Cinco concelhos unidos em torno do vinho e da Serra d’Ossa
José Sádio defendeu que a iniciativa permitiu mostrar não apenas a qualidade dos vinhos, mas também a importância de os territórios de baixa densidade trabalharem em conjunto.
“Os cinco municípios conseguiram não só mostrar a excelência dos vinhos que cada um tem nos seus territórios”, referiu, acrescentando que é “desejável que cada vez mais territórios como os nossos se juntem, que se unam em torno de projetos comuns”.
O autarca destacou ainda que o somatório das valências de cada concelho contribuiu para afirmar a região. “Cada um tem o seu potencial. O somatório de cada um fez uma grande cidade”, afirmou.
Gala de encerramento realizada em Estremoz
Estremoz recebeu a gala de encerramento da Cidade do Vinho 2025, um momento que José Sádio considerou simbólico para o concelho.
“É um grande orgulho”, disse, acrescentando que o município ficou satisfeito por acolher o evento no Teatro Municipal e por poder mostrar “a mais valia do nosso concelho e o potencial que temos”.
Turismo em crescimento apesar da ausência de números oficiais
Questionado sobre o impato turístico da iniciativa, o presidente da Câmara admitiu que ainda não existem dados finais, mas defendeu que o efeito foi positivo.
“Apesar de não termos ainda números oficiais, não temos nenhuma dúvida que parece ser boas”, afirmou, considerando que o projeto contribuiu “sobremaneira para o crescimento do setor turístico do nosso concelho”.
Continuidade e escala como legado da iniciativa
José Sádio sublinhou que o principal legado passa pela capacidade de intervenção que os municípios ganham quando atuam em rede.
“Ganhamos escala, ganhamos capacidade de intervenção”, disse, defendendo que a proximidade entre concelhos deve ser aproveitada: “Somos vizinhos sem fronteiras uns dos outros”.

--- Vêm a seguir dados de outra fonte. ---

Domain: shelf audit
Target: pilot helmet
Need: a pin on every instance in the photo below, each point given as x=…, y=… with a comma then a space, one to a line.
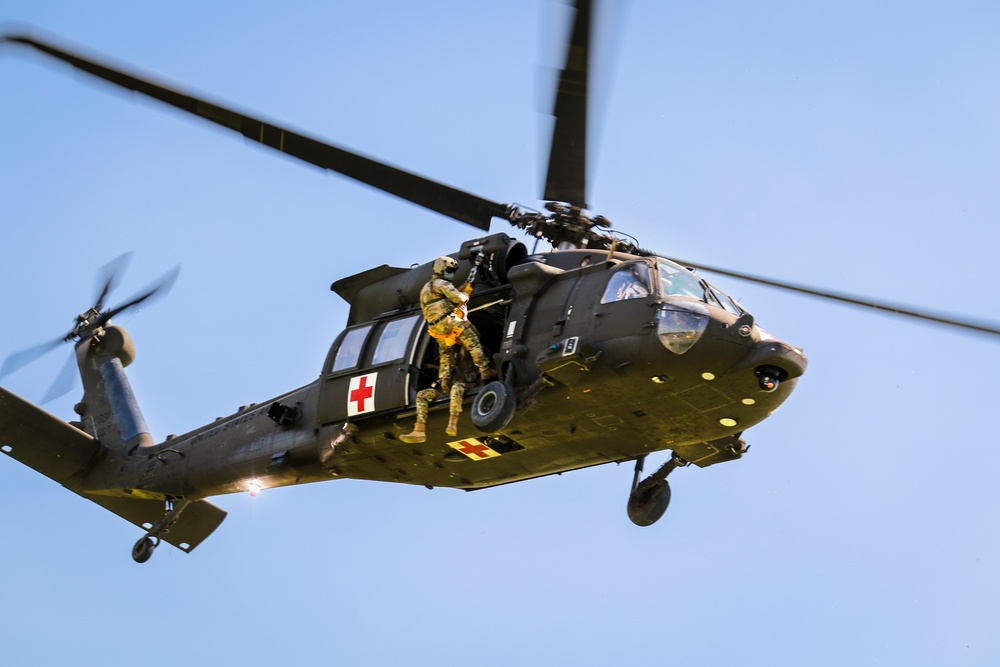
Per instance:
x=446, y=267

O autarca acredita ainda que o setor vitivinícola também beneficiou do projeto. “Cada um deles sentiu também que este projeto ajudou de alguma forma. Não tenho dúvidas sobre isso”, concluiu.
A iniciativa reuniu os concelhos de Alandroal, Borba, Estremoz, Redondo e Vila Viçosa, sendo promovida pela Associação dos Municípios Portugueses do Vinho (AMPV), que encerrou este sábado com uma gala em Estremoz.